Recrawling a web source¶
Recrawling is required to keep up with the changes in the source. You can either schedule recrawling of the website at regular intervals using the scheduler or you can manually perform a recrawl operation as and when required. To manually recrawl a web source, click the recrawl action against the name of the source.
You can also use the Re-Crawl on the configuration page of the web source.
You can also recrawl selected pages of the source when you know the specific pages that have been updated. This can avoid the unnecessary crawling of the whole source. Go to the Pages tab of the source and click the Recrawl link under Actions for the page to be crawled.
Whenever a web page is recrawled, all the existing chunks corresponding to the content are deleted and recreated.
Deleting an existing web crawler¶
When a resource is no longer required and you do not want the information to appear in the answers, delete the source from the application. To do so, go to the Web Crawl page that lists all the existing sources and click the delete link for the source you want to delete.
You can also delete one or more of the crawled pages individually from the source without deleting the source. To do so, go to the Pages tab for the selected source and click the Delete link under Actions for the page to be removed.
Note
Note that if a specific page is deleted manually as explained above and the web source is recrawled, the page reappears in the crawled pages list unless the crawl options are modified to disable the crawling of this page( like adding it in the exclude list).
Web Crawl Errors and Troubleshooting¶
There can be various scenarios when the application either fails to crawl a web page or successfully crawls the page but does not index the web page’s content and, hence, does not return the expected results.
Whenever the application fails to validate the crawl configuration provided and is unable to initiate the crawling process, the details of the error are displayed as shown below.
If the web crawl fails while running in the background, you can see the crawl errors in the status field as shown below. Hovering over the info icon gives you more details about the error.
Hovering over the info icon gives you more details about the error.
Below are some of the most common error scenarios. Refer to this list for an exact list of errors, potential causes, and the next steps to take. For any specific queries or issues, please contact us.
1.Web Crawl Failure:
- Ensure you have permission to log in to the web pages you are trying to crawl and have provided the correct credentials in the web crawl configuration.
- Verify that the URL is accurate and complete, directing to the intended pages for crawling.

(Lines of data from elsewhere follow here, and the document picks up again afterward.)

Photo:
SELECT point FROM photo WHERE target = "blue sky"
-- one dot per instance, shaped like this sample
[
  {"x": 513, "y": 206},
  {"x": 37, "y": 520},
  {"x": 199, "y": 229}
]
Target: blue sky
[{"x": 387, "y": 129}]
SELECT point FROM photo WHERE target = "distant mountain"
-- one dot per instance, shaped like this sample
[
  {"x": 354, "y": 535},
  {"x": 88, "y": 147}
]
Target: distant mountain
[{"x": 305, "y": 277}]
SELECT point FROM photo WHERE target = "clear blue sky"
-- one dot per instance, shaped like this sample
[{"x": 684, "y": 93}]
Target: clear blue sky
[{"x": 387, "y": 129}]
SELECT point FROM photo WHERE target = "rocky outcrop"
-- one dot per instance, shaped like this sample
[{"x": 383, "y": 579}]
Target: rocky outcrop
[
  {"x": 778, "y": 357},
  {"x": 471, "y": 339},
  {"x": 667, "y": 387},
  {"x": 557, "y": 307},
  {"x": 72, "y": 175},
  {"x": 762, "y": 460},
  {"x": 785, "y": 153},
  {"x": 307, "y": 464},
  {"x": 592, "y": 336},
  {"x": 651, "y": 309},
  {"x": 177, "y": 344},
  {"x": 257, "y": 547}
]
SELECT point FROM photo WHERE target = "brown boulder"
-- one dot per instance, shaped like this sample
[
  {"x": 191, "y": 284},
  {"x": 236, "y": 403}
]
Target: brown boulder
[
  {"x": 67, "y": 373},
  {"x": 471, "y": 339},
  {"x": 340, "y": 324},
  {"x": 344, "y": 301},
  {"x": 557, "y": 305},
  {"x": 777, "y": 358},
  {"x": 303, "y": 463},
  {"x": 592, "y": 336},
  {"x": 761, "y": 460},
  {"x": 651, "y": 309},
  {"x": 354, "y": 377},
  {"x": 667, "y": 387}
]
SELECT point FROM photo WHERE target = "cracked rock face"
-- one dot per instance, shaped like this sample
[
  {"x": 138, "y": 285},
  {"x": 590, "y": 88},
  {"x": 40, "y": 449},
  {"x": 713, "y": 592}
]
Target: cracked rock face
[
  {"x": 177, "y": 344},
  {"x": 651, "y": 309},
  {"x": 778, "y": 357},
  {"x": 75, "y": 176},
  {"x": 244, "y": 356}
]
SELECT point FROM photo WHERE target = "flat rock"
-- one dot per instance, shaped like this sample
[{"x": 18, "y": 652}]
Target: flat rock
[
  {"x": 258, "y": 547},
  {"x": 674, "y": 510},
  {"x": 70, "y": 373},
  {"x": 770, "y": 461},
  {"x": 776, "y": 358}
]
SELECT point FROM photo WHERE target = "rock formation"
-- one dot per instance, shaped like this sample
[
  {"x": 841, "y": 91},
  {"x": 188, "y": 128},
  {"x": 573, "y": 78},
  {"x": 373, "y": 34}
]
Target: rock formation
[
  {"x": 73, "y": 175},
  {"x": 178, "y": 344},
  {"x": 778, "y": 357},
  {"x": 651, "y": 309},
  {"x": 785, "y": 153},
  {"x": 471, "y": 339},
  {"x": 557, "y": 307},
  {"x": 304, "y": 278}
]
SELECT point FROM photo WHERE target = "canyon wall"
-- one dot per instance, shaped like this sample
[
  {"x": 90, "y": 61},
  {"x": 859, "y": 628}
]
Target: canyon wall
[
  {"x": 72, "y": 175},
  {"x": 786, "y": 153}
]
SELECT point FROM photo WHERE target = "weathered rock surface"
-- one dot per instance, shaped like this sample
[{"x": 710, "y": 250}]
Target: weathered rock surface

- Confirm that the domain is whitelisted for the XO platform.
2.Successful Web Crawl but Unsuccessful Indexing:
- Verify that your web pages are not rendered in Javascript. By default, the application does not crawl JS-rendered pages. Hence, if your pages are completely or partially JS rendered, the web crawl will not index all the content. To enable the crawling of such pages, enable the “Javascript Rendered” option in the crawl configuration.
- Verify that the inclusion and exclusion rules are set appropriately.
- Verify that the crawl depth and max URLs are set appropriately. These configuration parameters impact the number and sequence of pages crawled.
- Ensure that the page is discoverable. Web crawler uses sitemaps and links between pages to find a page. If a page is not linked from other pages and not listed in the sitemap, the web crawler will not discover it.
3.Web Crawl Takes Too Long:
- Verify if the web pages are JavaScript-rendered and enable the option if necessary. This situation may arise when many pages on the website being crawled return no content because they are JavaScript-rendered. The crawler continues to crawl the next pages until it crawls the specified number of pages (defined by ‘max URLs’ ).